Of course, the valleys didn't become the formations of today until the ice melted.

Carbon emissions from volcanoes slowly warmed the Earth's atmosphere, causing glaciers to melt and retreat back toward the still-cold poles. Many of the glaciers only travelled across land, and the resulting dry valleys make up much of the Northern Hemisphere.

In coastal areas like New Zealand, Chile and Norway, however, glaciers were likely to go all the way across the land and into the nearby sea. These are the glacial paths that carved the fjords.

The sea follows

As these glaciers melted, the sea water filled the bottom of the valley left behind. Fjords tend to be deepest further inland.

There's an easy experiment you can do at home to picture why. Get a cup of flour, and use your finger to make a single line through it. Where your finger started will be deeper than where your finger stopped, because the flour you pushed out of the way settles at the end of your path. The same concept applies to the debris carried by glaciers.

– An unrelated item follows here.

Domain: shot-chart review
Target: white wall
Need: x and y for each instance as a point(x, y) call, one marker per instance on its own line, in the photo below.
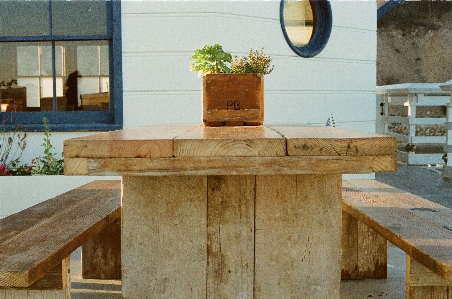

The sea life in fjords is absolutely fascinating. Far down in the cold depths of the fjords are coral reefs. The depth of these reefs makes them much harder to study than their tropical alternatives, so scientists simply don't know as much about them. We do know, however, that fjords hold some of the largest reefs on the planet. The organisms that live at the bottom of these waters are suited to the cold, high pressure and total darkness that defines their environment.